The week began on the worst trading day of the year (S&P500 down 3%, volatility spike with the VIX index hitting 24.5) as China retaliated against the U.S. by suspending imports of American agricultural goods and letting the yuan depreciate. Nevertheless, Wall Street recovered from steep early losses in the middle of the week (S&P500 up 1.88% on Thursday) as the People’s Bank of China fixed the yuan at a firmer level than many traders had feared and Chinese data showed exports had risen 3.3% in July even though analysts expected a 2% fall. Furthermore, U.S. data pointed to a robust labor market allaying some worries about a recession.
Despite this sharp rebound, global stocks finished this week of extremes in negative territory, Friday being another day in the red after President Trump suggested the U.S. negotiators would not meet with their Chinese counterparts next month. All the equity markets without any exception were down (S&P500: -0.46% WTD, Nasdaq: -0.56%, MSCI EMU: -1.49%, Nikkei: -1.91%, Shangai Composite: -3.25%).

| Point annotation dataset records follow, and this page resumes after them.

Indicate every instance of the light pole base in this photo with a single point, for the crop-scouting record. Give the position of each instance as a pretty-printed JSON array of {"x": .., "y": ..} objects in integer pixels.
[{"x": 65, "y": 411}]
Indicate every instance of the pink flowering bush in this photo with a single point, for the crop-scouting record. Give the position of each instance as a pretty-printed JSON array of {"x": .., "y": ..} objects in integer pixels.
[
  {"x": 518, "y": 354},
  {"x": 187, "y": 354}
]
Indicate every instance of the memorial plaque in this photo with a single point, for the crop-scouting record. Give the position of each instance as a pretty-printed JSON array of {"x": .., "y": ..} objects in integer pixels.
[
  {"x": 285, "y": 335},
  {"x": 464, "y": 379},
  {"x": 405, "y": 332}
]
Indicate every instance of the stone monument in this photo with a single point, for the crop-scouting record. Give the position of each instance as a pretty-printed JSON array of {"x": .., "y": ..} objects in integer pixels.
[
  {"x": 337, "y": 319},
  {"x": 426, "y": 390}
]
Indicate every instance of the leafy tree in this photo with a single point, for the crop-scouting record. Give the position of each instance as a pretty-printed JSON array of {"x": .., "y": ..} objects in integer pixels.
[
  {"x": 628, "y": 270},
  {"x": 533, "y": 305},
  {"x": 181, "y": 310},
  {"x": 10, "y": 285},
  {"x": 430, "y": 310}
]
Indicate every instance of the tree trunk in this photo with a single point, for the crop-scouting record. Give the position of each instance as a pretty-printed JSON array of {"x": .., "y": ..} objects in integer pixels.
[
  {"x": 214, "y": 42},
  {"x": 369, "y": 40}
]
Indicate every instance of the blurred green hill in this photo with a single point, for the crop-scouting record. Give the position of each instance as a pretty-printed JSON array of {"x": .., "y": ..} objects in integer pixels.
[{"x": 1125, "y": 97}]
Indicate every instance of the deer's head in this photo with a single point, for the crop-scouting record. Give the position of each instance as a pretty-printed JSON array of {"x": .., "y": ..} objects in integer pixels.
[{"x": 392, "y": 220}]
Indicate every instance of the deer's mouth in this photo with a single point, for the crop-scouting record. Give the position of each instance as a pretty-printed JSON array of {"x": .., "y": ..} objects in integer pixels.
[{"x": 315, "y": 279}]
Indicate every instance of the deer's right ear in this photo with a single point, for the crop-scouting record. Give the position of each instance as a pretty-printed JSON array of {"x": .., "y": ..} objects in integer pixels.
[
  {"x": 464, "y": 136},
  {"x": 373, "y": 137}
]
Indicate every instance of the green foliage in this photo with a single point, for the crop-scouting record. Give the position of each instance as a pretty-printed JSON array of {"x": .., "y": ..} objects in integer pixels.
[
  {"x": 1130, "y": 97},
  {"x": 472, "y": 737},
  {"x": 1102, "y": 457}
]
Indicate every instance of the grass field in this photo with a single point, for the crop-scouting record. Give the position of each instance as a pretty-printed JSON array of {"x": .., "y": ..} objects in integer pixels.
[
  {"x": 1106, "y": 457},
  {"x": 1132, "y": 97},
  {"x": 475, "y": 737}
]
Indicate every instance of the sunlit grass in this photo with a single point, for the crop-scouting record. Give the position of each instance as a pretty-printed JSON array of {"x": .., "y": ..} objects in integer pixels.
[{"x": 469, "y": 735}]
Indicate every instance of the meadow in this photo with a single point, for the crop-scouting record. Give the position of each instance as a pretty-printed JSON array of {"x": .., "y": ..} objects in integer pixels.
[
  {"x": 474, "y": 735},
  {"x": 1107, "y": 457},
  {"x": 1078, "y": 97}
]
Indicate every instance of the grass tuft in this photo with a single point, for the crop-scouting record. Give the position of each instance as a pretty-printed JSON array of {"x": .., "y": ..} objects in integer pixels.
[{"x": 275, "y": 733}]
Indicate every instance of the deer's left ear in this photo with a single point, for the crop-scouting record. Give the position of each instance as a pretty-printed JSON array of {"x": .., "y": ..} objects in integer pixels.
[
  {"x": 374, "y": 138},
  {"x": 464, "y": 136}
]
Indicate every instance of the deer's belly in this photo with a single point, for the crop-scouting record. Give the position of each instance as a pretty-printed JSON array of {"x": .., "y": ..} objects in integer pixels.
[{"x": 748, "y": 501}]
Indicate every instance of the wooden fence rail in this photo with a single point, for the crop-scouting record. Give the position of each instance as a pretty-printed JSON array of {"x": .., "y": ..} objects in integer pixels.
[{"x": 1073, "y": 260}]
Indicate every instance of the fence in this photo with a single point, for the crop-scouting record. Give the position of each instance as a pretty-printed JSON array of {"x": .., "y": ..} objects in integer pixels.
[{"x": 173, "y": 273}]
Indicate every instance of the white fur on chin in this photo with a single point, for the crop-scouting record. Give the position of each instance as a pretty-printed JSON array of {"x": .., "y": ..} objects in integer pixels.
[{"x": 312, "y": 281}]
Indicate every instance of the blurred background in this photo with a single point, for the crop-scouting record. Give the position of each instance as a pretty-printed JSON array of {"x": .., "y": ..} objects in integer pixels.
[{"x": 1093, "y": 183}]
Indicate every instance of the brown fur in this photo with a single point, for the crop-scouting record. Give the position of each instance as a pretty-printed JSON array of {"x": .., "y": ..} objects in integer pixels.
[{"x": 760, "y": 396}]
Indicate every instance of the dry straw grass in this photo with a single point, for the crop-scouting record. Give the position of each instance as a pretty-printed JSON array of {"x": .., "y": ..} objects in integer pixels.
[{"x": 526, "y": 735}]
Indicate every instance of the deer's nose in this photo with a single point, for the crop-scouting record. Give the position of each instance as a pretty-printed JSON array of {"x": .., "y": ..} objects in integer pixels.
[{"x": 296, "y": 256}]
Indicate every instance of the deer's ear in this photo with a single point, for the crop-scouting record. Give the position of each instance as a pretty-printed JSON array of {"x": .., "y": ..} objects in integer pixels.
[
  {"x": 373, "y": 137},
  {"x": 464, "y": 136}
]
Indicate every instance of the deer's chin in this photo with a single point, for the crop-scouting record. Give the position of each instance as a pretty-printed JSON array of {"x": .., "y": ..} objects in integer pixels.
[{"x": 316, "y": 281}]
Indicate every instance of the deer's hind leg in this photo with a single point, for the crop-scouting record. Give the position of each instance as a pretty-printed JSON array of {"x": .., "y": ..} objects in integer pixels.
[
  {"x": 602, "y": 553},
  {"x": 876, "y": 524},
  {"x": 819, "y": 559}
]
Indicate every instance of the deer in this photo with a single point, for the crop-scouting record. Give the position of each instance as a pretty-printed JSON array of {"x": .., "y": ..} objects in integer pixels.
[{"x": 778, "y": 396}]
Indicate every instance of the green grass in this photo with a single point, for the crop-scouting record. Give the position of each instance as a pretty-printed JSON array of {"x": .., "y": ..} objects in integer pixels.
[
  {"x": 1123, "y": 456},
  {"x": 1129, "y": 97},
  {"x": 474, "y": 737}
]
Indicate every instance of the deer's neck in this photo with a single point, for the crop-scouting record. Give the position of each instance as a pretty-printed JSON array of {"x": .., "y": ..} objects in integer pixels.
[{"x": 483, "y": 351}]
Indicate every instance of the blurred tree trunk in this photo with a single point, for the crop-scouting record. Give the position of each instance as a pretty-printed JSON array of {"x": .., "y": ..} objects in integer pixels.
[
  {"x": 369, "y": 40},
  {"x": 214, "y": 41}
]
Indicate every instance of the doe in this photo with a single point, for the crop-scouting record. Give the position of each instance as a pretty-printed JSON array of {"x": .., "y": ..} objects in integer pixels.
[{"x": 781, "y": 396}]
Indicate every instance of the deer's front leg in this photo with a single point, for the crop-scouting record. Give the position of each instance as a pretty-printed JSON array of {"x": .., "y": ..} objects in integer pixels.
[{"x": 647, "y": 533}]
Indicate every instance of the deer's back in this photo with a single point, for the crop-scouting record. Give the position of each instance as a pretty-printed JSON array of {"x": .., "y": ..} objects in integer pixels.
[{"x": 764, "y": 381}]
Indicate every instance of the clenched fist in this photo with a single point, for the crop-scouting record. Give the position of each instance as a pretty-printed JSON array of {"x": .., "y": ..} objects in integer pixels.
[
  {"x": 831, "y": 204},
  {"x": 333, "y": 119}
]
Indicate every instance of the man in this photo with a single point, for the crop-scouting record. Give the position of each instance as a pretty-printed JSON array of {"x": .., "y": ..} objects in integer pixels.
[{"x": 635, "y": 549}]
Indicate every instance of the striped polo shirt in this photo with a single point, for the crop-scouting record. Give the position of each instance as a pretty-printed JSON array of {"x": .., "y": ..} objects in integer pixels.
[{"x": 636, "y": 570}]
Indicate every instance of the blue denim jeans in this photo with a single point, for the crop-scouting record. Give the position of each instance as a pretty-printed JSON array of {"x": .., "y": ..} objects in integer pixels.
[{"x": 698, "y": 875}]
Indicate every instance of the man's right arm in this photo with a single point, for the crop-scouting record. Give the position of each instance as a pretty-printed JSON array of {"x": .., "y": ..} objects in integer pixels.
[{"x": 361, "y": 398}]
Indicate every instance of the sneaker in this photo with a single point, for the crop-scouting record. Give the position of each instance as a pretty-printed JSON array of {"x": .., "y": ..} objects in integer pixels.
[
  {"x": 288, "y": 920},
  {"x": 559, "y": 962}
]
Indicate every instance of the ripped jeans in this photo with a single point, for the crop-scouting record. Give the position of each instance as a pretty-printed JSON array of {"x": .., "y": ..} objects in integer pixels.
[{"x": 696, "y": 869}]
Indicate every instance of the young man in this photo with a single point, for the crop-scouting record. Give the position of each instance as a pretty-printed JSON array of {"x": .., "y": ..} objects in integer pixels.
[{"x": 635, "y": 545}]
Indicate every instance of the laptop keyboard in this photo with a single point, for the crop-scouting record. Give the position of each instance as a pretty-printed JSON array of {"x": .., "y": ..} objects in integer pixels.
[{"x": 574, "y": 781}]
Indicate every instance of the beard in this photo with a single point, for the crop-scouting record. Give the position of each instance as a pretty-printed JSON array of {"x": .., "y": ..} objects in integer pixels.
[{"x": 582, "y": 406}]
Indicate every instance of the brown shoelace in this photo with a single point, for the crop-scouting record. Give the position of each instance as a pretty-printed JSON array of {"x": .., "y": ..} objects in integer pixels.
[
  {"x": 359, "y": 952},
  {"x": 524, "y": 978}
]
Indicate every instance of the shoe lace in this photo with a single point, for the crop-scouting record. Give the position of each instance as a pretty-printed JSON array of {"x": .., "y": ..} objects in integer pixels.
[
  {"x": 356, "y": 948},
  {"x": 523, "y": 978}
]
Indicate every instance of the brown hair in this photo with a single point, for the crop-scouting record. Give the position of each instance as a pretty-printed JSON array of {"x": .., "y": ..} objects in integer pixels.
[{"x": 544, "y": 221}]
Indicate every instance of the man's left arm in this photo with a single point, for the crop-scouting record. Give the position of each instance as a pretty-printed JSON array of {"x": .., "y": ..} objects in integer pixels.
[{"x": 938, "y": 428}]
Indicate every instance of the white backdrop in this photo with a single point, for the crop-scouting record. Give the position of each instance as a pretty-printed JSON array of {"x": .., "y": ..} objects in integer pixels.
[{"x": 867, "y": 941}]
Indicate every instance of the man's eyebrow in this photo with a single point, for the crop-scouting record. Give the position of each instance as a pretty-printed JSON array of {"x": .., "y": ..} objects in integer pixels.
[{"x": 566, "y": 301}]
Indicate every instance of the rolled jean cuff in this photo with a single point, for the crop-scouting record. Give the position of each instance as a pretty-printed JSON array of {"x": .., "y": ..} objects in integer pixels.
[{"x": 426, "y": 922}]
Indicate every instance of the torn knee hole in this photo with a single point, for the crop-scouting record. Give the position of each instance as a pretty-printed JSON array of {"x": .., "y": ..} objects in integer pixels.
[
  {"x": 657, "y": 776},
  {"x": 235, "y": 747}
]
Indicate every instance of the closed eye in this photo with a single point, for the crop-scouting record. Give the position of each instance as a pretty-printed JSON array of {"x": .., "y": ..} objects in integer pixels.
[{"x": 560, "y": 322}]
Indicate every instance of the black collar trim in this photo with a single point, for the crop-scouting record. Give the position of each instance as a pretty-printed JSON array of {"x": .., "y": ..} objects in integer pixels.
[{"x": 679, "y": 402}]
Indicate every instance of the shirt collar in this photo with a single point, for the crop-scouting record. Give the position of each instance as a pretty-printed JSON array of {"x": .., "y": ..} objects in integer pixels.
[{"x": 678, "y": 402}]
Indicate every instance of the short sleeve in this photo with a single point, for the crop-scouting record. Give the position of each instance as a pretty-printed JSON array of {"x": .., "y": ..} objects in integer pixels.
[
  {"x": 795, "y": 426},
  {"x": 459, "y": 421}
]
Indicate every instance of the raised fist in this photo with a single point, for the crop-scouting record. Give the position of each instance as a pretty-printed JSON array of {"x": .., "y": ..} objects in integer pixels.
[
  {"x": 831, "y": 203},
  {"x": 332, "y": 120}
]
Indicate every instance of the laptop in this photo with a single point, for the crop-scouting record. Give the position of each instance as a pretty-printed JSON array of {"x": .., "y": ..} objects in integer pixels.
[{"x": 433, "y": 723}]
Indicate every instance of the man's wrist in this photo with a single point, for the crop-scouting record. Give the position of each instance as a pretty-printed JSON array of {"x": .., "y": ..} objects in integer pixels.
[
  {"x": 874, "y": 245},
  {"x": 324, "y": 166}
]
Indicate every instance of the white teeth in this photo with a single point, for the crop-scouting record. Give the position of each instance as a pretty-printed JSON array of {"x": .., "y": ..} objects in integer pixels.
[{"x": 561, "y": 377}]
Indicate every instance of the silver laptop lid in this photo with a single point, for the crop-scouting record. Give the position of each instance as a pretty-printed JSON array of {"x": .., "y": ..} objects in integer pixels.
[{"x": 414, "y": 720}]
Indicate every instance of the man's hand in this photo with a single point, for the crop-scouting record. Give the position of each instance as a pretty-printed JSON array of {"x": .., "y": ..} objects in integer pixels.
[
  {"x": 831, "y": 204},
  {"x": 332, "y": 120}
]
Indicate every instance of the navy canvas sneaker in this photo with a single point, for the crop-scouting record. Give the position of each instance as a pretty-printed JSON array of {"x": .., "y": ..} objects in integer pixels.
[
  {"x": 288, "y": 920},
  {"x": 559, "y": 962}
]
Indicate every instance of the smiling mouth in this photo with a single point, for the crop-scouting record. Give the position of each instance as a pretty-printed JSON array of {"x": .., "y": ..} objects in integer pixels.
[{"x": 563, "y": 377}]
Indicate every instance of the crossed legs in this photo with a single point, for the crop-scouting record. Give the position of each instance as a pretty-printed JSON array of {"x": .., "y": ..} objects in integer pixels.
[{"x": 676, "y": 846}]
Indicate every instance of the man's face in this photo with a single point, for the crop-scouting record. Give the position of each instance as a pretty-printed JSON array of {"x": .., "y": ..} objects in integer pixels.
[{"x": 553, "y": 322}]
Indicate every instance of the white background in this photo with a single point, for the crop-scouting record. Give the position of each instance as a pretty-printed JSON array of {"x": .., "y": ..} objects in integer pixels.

The picture was more mixed among sectors. As was the case last week, the most defensive segments led the pack as investors continued to flee to safety (real estate: +1.76% WTD, utilities: +1.05%). On the other hand, it was again a tough period for energy (-2.2% WTD as oil prices were dragged down on demand worries: WTI futures down 2.08%), financials (-1.67%, hurt by a new wave of yields touching all-time lows – 10-Year Bund at -0.58%, 10-Year T-Note at 1.74%) and tech stocks (-0.81% WTD) in the wake of a Bloomberg report stating that Washington was delaying a decision about licenses for U.S. firms to restart trade with Huawei.
Lastly, investment grade corporate bonds weathered the storm (+0.25% in the eurozone, +0.65% in the U.S.) while high yield bonds inched down (-0.16% in the eurozone, -0.29% in the U.S.).